Mohammed ElKaoutit

Electrochemical behaviour of epinephrine and uric acid at a Sonogel―Carbon L-Cysteine modified electrode

The Sonogel-Carbon electrode is a special class of sol-gel electrode that exhibits favourable mechanic and electric properties to be used as electrochemical sensor. In this study, Sonogel-Carbon modified with L-Cysteine was used to prepare a novel electrochemical sensor. The objective of this novel electrode modification was to seek new electrochemical performances for detection of epinephrine in the presence of uric acid. The response of catalytic current with epinephrine concentration shows a linear relation in the range from 1 x 10(-7) to 5 x 10(-4)M with a correlation coefficient of 0.998, and a detection limit of 8.7 x 10(-8)M. The modified electrode had also been applied to the determination of epinephrine and uric acid in biological samples with satisfactory results. A surface characterisation of this modified electrode was carried out helped by scanning electron microscopy (SEM) and X-Ray energy dispersive spectroscopy (EDS).

Use of a Sonogel-Carbon electrode modified with bentonite for the determination of diazepam and chlordiazepoxide hydrochloride in tablets and their metabolite oxazepam in urine

Sonogel-Carbon electrode (SngCE) modified with bentonite (BENT) shows an interesting alternative electrode to be used in the determination of 1,4-benzodiazepines by square wave adsorptive cathodic stripping voltammetry (SWAdCSV). Diazepam (DZ) and chlordiazepoxide hydrochloride (CPZ), were determined using SngCE modified by 5% BENT. An electrochemical study of different parameters (such as pH, buffer type, ionic strength, accumulation potential, scan rate, and accumulation time) which affect the determination of DZ and CPZ is reported. Linear concentration ranges of 0.028-0.256 μg mL(-1) DZ (r=0.9997) and 0.034-0.302 μg mL(-1) CPZ (r=0.9997) are successfully obtained after an accumulation time of 60s. The quantification and detection limits were calculated to be 14.0 and 4.0 ng mL(-1) for DZ, and 16.0 and 5.0 ng mL(-1) for CPZ, respectively. The surface of the proposed electrode was characterized by scanning electron microscopy (SEM) and energy dispersive X-ray analysis (EDAX). The developed method was applied to the analysis of commercially available tablets and human urine real samples. Analysis was performed with better precision, very low detection limits, and faster than previously reported voltammetric techniques.

Investigation of biosensor signal bioamplification: comparison of direct electrochemistry phenomena of individual Laccase, and dual Laccase-Tyrosinase copper enzymes, at a Sonogel-Carbon electrode.

Direct electrochemistry of Trametes versicolor Laccase (LAC) was found at a Sonogel-Carbon electrode. The bioamplification, performed by dual immobilization of this enzyme and Mushroom Tyrosinase (TYR), of the bio-electrocatalytic reduction of O(2) was investigated. The calculated alpha transfer coefficients were 0.64 and 0.67, and the heterogeneous electron-transfer rate constants were 6.19 and 8.52 s(-1), respectively, for the individual LAC and dual LAC-TYR-based Nafion/Sonogel-Carbon bio-electrodes.
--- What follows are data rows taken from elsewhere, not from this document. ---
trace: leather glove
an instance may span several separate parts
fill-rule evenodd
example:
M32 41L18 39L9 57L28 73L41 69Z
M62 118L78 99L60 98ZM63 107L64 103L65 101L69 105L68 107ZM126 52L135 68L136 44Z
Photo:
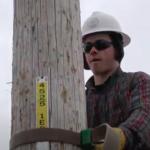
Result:
M102 124L98 128L104 128L104 126L106 130L104 143L95 144L95 150L123 150L126 143L123 130L120 128L112 128L108 124Z

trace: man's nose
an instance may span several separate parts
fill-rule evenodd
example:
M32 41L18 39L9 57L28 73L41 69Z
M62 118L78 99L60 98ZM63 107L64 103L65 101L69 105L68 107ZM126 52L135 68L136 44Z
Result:
M90 50L90 55L95 55L98 53L98 50L93 46Z

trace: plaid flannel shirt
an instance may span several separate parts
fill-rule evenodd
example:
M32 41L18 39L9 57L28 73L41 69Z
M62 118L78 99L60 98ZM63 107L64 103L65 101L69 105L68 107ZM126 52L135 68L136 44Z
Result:
M120 68L100 86L86 83L88 127L102 123L121 128L126 150L150 150L150 76Z

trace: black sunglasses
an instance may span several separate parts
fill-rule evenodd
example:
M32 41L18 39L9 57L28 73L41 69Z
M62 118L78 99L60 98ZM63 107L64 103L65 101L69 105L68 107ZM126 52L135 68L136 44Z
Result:
M83 43L83 50L85 53L90 53L92 47L94 46L98 51L102 51L110 47L111 45L112 45L112 42L110 41L97 40L94 43L91 43L91 42Z

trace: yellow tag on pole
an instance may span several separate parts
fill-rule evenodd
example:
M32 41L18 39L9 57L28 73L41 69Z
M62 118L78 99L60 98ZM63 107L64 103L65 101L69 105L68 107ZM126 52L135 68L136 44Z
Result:
M48 125L48 81L47 77L36 79L36 127L47 128Z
The responses of the dual enzymes electrode to polyphenols were stronger than those of the individual LAC or TYR biosensors. Hypotheses are offered about the mechanism of bioamplification. The surfaces of the biosensors were also characterized by AFM.

Graphite grains studded with silver nanoparticles: description and application in promoting direct biocatalysis between heme protein and the resulting carbon paste electrode.

The impregnation of graphite grains with silver nanoparticles (AgNPs) is proposed for making a novel carbon paste electrode (CPE). The resulting material promotes direct electron transfer and direct biocatalysis of embedded heme protein. It is demonstrated that the impregnation of graphite grains with AgNPs of 16-25 nm, incorporated in a CPE, can promote measurable bio-electrochemical phenomena involving hemoglobin and myoglobin. Unlike other biosensors prepared with simple carbon, those based on carbon grains studded with AgNPs show well-defined and quasi-reversible voltammetric peak with heterogeneous electron transfer rate k(s) of approximately 0.037±0.007 and 0.013±0.005s(-1) for hemoglobin and myoglobin, respectively. The embedded proteins also retain their bio-catalytical activity for hydrogen peroxide and nitrite reduction with linear ranges of 0.5-3000 μM and 30-150 μM, sensitivities of 73.6±0.6nA μM(-1) and 5.72±0.11 nA μM(-1), and detection limits close to 0.08 μM and 5.80 μM, for these two analytes respectively. These results support the viability of this preliminary approach for the development of advanced third-generation biosensors.